Part of the problem may stem from vaccine hesitancy, which city officials had not acknowledged until Tuesday.
Dr. Mitchell Katz, the head of the city's public hospital network, said that around 30% of public hospital workers had declined the vaccine.
In addition to the mass vaccination sites, the city also opened two pop-up sites in East Harlem and Lower Manhattan as part of a plan to open 250 vaccination clinics by the end of January.
The mayor said the city should have 160 of those open by the end of the week.
Cuomo has said the state would start fining hospitals that fail to use their vaccine doses, and redirect those supplies to other hospitals.
The mayor lashed out at the threat, saying, "Why don't we stop talking about fines and start talking about the freedom to vaccinate, letting the professionals do their jobs."
He added: "We are going to move with every conceivable speed, capacity, creativity, flexibility to do what we can do, but we need help from the state government."
Research Underway On Vaccines' Effectiveness Against South African Variant
11:38 a.m.: The COVID-19 variant that originated in South Africa has raised alarms for the UK health secretary as a "very, very significant problem," citing concerns that current vaccines may be less effective against it.
"I'm incredibly worried about the South African variant," the UK health secretary Matt Hancock said on BBC Radio, according to The Guardian.
Scientists caution that the vaccines' effectiveness on the South African variant is still being researched, and vaccines can be modified in a few months. But Hancock said, "This is a very, very significant problem." Health officials there have restricted all flights from South Africa.
Sir John Bell, regius professor of medicine at Oxford University, which developed a UK-permitted vaccine with AstraZeneca, said he is more concerned more about the variant from South Africa than the one spread in the UK. Both of the new strains have mutations.
"I think the vaccine will still be effective against the Kent [or UK] strain, and I don't know about the South African strain.
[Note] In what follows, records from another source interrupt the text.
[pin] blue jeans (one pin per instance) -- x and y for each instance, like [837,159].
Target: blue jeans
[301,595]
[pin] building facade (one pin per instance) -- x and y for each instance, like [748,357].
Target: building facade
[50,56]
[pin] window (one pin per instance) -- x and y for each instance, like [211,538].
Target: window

There's a big question mark about that," Bell said.
Bell said on the UK's Times Radio that Oxford scientists are looking into whether the vaccines are effective against the strains. Scientists in South Africa are also testing to determine how effective vaccines are against the variant, the Associated Press reported.
"It's unlikely that these mutations will turn off the effective vaccines entirely," Bell added. And he said vaccines could be modified relatively quickly, echoing other scientists.
Dr. Julian W. Tang, a clinical virologist at the University of Leicester, said the strain from South Africa has more mutations than the UK variant, which "may interfere more with vaccine effectiveness."
"This does not mean that the existing COVID-19 vaccines will not work at all, just that the antibodies induced by the current vaccines may not bind and neutralise the South African variant as well as it would be the other circulating viruses—including the UK variant," Tang continued in his statement. She added vaccines "can be modified to be more close-fitting and effective against this variant in a few months."
A professor in computational systems biology at the University College London, Francois Balloux, added: "It's possible that new variants will affect the efficacy of the COVID vaccines, but we shouldn’t make that assumption yet about the South African one."
In New York State, the first case of the variant from the UK was announced Monday, with three more cases undergoing additional tests.